16 Eylül 2008 Salı

Bir Yıl Daha

Yeni bir yıla daha başladık. Bu, üçüncü yılım olacak öğretmenlikte. Artık buranın en tecrübeli öğretmenlerinden biriyim. Öyle ki müdür olmayan arkadaşım kalmadı -daha deneyimli öğretmenlerin hepsinin batıya bir yerlere tayini çıktı. Benim de doğu hizmetim değil ama burada yaşama limitim yavaştan doluyor sanırım. Önceleri hissettiğim o "bilinmeyen toprakları keşif, toplumun her kesimine hizmet" duygularını artık pek hissetmiyorum. Bakalım.

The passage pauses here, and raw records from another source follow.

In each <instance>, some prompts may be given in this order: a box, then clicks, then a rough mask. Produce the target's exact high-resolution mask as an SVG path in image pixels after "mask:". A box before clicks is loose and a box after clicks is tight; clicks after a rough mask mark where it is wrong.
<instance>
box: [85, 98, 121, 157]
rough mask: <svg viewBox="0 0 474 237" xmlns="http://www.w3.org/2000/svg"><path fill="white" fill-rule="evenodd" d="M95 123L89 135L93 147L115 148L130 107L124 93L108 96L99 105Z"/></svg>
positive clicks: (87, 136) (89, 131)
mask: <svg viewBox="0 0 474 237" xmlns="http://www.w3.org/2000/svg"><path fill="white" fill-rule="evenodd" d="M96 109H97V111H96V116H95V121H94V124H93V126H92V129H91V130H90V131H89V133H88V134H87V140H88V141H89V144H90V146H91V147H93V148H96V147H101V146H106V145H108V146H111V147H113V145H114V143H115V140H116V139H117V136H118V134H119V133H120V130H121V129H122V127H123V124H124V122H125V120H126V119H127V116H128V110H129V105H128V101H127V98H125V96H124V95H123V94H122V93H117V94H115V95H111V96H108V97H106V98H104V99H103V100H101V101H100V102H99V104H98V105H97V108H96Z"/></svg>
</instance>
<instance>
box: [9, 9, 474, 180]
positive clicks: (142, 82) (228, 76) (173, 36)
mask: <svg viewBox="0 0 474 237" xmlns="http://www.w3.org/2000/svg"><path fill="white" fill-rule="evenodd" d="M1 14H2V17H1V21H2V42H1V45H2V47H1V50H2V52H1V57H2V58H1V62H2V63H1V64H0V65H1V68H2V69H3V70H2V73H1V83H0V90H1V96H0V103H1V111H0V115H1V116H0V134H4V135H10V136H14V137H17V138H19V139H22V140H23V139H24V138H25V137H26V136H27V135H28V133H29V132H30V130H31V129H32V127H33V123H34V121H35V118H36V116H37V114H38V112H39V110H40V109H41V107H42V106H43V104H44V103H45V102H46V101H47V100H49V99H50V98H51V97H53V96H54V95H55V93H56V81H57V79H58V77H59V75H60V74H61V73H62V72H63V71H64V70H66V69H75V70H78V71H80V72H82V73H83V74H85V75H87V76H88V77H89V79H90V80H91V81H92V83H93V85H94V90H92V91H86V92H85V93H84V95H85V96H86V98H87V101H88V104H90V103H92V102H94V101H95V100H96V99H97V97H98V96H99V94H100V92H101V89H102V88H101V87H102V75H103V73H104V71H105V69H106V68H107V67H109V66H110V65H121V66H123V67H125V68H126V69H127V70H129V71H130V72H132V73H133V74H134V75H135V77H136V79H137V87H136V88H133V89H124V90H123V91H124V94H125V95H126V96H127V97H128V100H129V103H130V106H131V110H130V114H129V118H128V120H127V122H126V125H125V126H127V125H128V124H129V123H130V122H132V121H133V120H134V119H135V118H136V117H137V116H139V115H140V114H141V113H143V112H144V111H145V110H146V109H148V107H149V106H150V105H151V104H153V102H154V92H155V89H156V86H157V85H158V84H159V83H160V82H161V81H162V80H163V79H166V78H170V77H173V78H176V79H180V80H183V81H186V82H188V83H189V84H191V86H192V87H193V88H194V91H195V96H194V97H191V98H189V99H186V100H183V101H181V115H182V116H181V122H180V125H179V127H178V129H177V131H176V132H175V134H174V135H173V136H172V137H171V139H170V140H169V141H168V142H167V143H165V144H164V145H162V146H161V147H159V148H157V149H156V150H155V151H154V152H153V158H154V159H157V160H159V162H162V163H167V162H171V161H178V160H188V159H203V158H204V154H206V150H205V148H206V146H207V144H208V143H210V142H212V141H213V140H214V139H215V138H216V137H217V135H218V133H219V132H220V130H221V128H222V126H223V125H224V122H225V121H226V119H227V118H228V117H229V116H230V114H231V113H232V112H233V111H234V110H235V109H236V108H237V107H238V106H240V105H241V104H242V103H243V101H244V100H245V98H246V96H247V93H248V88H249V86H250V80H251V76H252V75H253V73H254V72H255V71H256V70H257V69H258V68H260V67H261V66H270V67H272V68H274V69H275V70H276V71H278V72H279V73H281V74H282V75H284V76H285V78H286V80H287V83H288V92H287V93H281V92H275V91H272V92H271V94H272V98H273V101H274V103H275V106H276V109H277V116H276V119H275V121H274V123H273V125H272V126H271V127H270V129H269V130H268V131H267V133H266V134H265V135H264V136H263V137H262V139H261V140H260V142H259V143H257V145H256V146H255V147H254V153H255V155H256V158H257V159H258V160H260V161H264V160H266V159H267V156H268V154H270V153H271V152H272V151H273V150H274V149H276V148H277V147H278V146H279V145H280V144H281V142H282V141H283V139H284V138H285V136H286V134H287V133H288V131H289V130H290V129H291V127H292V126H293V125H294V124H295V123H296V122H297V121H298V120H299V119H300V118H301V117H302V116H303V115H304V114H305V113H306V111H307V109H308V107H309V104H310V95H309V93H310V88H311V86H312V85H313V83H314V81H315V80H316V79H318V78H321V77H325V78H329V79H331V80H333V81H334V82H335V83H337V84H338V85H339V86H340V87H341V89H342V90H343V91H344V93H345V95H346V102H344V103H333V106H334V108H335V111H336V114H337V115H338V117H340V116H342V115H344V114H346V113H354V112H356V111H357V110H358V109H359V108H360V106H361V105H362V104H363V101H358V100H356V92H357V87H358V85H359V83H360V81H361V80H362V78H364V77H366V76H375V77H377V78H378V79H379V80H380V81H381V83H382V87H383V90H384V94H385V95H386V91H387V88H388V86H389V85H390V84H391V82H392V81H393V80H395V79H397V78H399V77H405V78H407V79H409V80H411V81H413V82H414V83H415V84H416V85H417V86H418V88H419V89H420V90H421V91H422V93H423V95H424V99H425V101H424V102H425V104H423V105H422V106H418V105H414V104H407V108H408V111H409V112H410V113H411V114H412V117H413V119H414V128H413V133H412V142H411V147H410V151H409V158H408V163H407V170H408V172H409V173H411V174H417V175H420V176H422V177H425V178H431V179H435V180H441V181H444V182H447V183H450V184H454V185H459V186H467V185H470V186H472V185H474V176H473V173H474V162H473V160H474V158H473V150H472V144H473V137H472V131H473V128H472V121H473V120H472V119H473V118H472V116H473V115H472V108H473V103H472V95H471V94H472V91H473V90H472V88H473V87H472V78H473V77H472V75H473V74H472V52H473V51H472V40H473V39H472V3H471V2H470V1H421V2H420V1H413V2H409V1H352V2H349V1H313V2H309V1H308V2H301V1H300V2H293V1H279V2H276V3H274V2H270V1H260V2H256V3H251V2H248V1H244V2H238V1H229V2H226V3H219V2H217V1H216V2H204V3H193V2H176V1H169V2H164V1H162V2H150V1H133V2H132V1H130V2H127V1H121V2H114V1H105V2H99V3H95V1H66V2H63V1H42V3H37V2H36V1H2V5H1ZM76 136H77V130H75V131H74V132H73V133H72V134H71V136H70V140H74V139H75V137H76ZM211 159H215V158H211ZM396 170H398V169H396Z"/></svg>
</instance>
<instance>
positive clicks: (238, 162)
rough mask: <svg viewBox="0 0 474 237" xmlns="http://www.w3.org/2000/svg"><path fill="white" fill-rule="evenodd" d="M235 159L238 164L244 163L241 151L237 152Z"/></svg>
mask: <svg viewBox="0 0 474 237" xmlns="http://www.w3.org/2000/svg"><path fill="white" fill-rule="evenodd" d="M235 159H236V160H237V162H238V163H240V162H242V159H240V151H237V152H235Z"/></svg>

Öğrenciler resmi tatillerden dolayı bu yıl okula bir hafta erken başlayacaklar. Bu bizi olumsuz etkiliyor çünkü bizim çocuklar, geçen yıl olduğu gibi, fındık toplamaya batı karadenize gittiler, çoğu da bayrama kadar gelmeyecek. Biz habire müfredatı yetiştirme uğraşı vereceğiz. Mezun verdiklerimiz ise geç geldikleri için lise kayıtlarını kaçıracak ve sonra bizi ziyaret edip "okumaya devam edemedik, gelecek sene gideceğiz" cümleleri eşliğinde gözleri dolacak ama gelecek sene de mevsimlik işçi olup kayıtları kaçıracaklar. Ve bu böyle sürüp gidecek.

Tüm öğretenlere yeni eğitim-öğretim yılında başarılar diliyorum.

14 Eylül 2008 Pazar

Güdülenme II

Gözleri fır dönüyor. Bu mu? Yok. Peki ya şu? Bilmem ki. Bak bu da iyiymiş.

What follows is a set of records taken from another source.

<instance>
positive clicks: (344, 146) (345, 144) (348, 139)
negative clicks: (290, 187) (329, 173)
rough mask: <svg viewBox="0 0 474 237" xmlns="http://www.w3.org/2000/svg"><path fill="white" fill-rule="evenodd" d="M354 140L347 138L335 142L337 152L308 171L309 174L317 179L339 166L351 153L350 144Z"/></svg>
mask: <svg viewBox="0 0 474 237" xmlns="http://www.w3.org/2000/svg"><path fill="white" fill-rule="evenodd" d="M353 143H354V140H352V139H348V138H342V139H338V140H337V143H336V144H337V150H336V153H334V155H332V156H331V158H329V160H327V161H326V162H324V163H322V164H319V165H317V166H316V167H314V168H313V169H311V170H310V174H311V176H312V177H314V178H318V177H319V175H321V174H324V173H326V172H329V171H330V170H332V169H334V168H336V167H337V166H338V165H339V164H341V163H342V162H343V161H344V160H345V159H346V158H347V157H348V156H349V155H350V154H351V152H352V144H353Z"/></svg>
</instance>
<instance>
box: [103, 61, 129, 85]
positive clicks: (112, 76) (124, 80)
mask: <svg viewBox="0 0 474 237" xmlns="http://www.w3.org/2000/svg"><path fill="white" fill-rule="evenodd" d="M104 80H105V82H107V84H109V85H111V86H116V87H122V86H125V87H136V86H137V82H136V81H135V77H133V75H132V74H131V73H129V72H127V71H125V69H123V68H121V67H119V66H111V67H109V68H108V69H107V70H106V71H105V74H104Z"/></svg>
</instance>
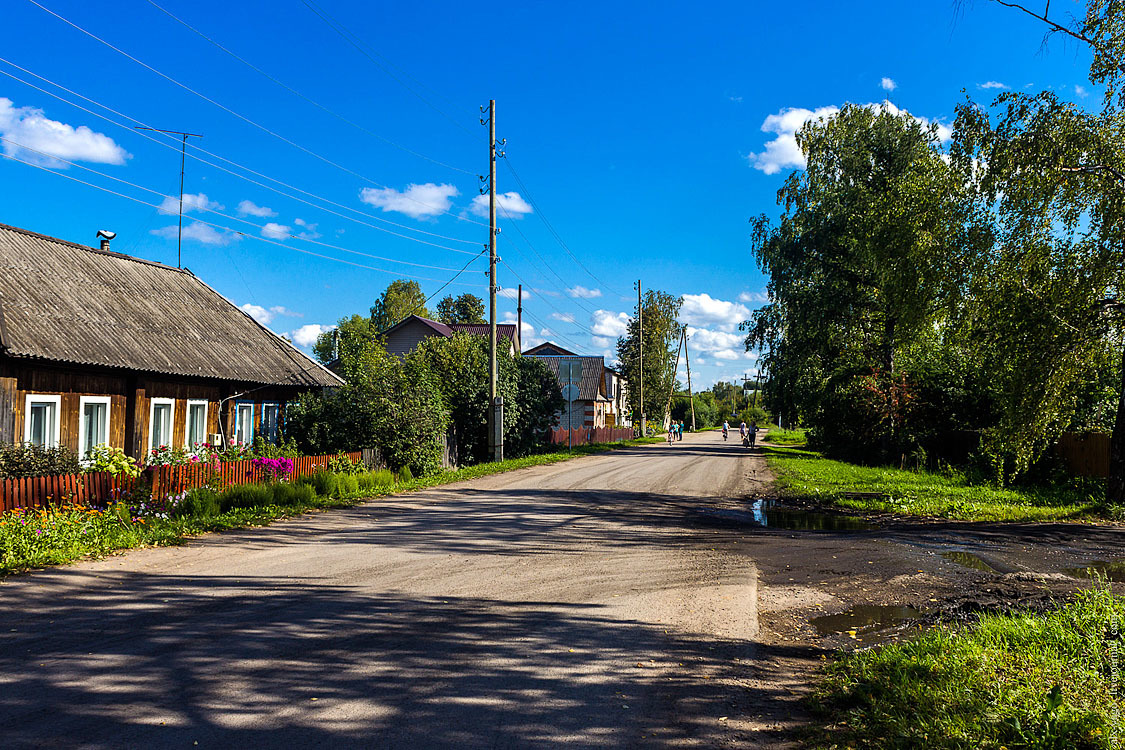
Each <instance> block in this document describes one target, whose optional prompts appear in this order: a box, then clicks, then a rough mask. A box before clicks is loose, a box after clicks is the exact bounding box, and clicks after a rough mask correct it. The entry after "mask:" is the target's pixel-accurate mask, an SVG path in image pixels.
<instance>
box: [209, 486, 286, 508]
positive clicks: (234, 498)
mask: <svg viewBox="0 0 1125 750" xmlns="http://www.w3.org/2000/svg"><path fill="white" fill-rule="evenodd" d="M218 503H219V507H221V508H222V510H223V513H226V512H227V510H231V509H232V508H255V507H261V506H266V505H270V504H272V503H273V490H272V488H271V487H270V486H269V485H231V486H230V487H227V488H226V489H224V490H223V493H222V494H221V495H219V496H218Z"/></svg>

Her akşam öğretmenevine geliyor. Çoklukla yanında kendi gibi arkadaşları oluyor. Olmasa da birilerini bulup masalarına ilişiyor. Birkaç bardak çay içip dönüyor. Gözleri fır dönüyor.

Muhtemelen Anadolu üniversitelerinin birinden mezun olmuş. Kimbilir ne öğretmeni. Atanmış da artık. Parası var. Eksik olan ne var?

Gözleri fır dönüyor. O da haklı. Sıcak bir yuvası olsun ister.

Okulu bitirip mesleği eline aldıktan sonra evlenmek gerek. Ne kaldı ki geriye yapacak? Çocuk? Evet. Öyle güdülenmiş. Anası, dayıoğlu, eniştesi 'Ee oralardan hayırlı bir kısmet bulursun artık' iğnelemeleriyle uğurlamış onu.

Hiç mi dünyayı görmek istemez? Hiç mi olgunlaşmak istemez? Bilinmez.

Gözleri fır dönüyor. Aradığını bulamıyor. Umut sonra atanacaklara kaldı.